Pada agama komunal lahir berbagai upacara tertentu baik untuk mengatasi permasalahan hidupnya (makanan, kelahiran, kehidupan dan kematian), karena pada saat lahirnya agama komunal pengetahuan manusia masih sederhana, namun sebagian besar upacara pada agama komunal selalu terkait dengan masalah subsistensi manusia.
Sehingga agama komunal disebut juga agama ritual. Ritual pada agama komunal tidak didefinisikan hanya dilaksanakan secara taat dan regenerative.
Agama komunal hanya mengenal kekuatan gaib bukan Tuhan. Sehingga agama komunal lebih bersifat egaliter. Pada tahap ini Agama komunal menjadi semacam ideologi masyarakat melalui upacara-upacara.
Agama Periferal
Agama periferal adalah agama yang secara kewilayahan sudah melebar tidak hanya dalam satu suku tetapi telah menjadi satu wilayah tertentu. Hal ini terjadi ketika manusia memasuki jaman kerajaan.
Satu kerajaan dapat didiami oleh lebih dari satu suku sehingga ritual keagamaan dalam satu wilayah dengan suku yang berbeda menjadi sama. Berbagai upacara mulai didefinisikan. Adanya konsep dewa raja membuat agama periferal bersifat dominasi.
Agama menjadi pelindung kaum penguasa dan bagi masyarakat menjadi alat kontrol prilaku menyimpang sesuai difinisi penguasa.
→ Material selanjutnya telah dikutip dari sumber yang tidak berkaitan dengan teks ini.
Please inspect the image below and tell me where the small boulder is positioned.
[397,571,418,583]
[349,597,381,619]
Sehingga agama tidak lagi menjadi milik komunitas atau masyarakat suku tetapi telah menjadi milik penguasa.
Agama Spiritual
Tahap terakhir adalah agama spiritual, tahap ini dikatakan sebagai tahap puncak atau tahap pencerahaan terhadap berbagai mitos dan tabu agama. Banyak ahli juga menyebut tahap spiritual sebagai tahap demitologisasi, didekonstruksinya berbagai mitos suci untuk mendapatkan nilai-nilai kebijaksanaan di dalamya.
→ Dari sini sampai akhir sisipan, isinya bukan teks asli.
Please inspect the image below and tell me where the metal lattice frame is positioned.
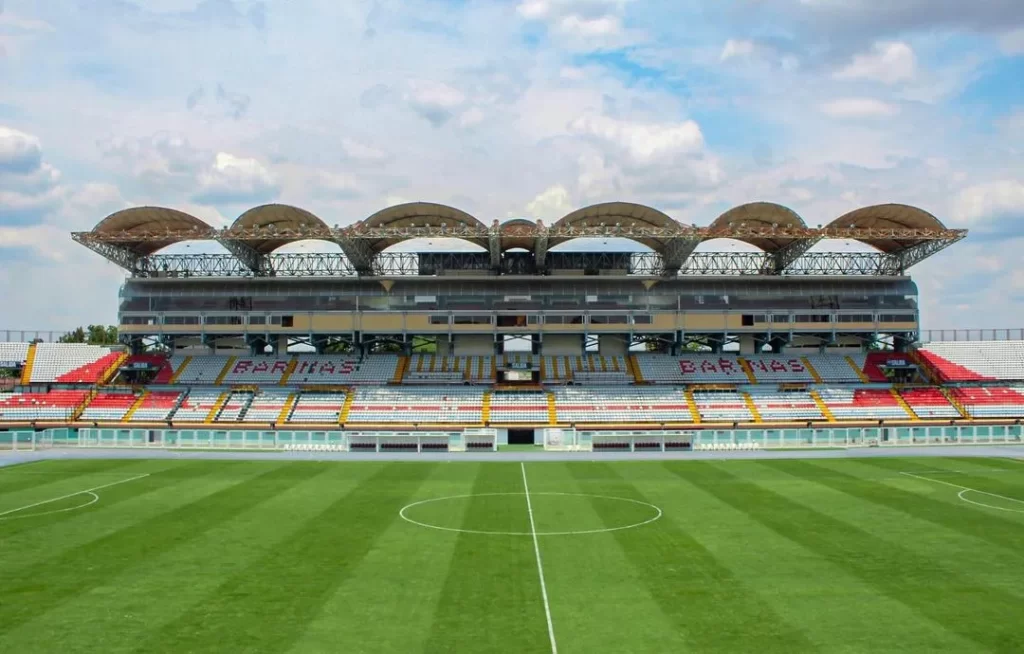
[73,224,967,276]
[125,248,905,278]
Semakin terbukanya berbagai tabu maka observasi terhadap dunia dan isinya smakin terbuka Ilmu Pengetahuan menjadi salah satu mercusuar di tengah kegelapan, tumbuhnya sikap-sikap rasional, empiris, kritis dan emansipatoris memberikan tekanan bagi kemapanan agama.
Pada tahap ini agama bertransformasi menjadi kekuatan pendamping bagi kerakusan manusia hedonis, pemikiran materialis, dan para pemangku modernis. Agama spiritual sebagaimana pandangan Robertson tidak lagi dimaknai secara tradisional, dilanjutkan dengan Cassanova, Kimball dan Amstrong memberikan penguatan bahwa agama spiritual mampu memberikan penerangan sebagaimana ilmu pengetahuan.
Agama spiritual adalah tuntunan ke arah penghargaan terhadap kemnusiaan sehingga menghindari dehumanisasi, penguatan bagi pencinta alam dalam pelestarian ekosistem, ideologi untuk memberikan perhatian bagi elit dalam memperhatikan kaum miskin dan marginal.
Inilah agama spiritual, menjadi jiwa bagi manusia, ayat-ayat untuk kebaikan dipublikasikan dan dijadikan alat pemersatu.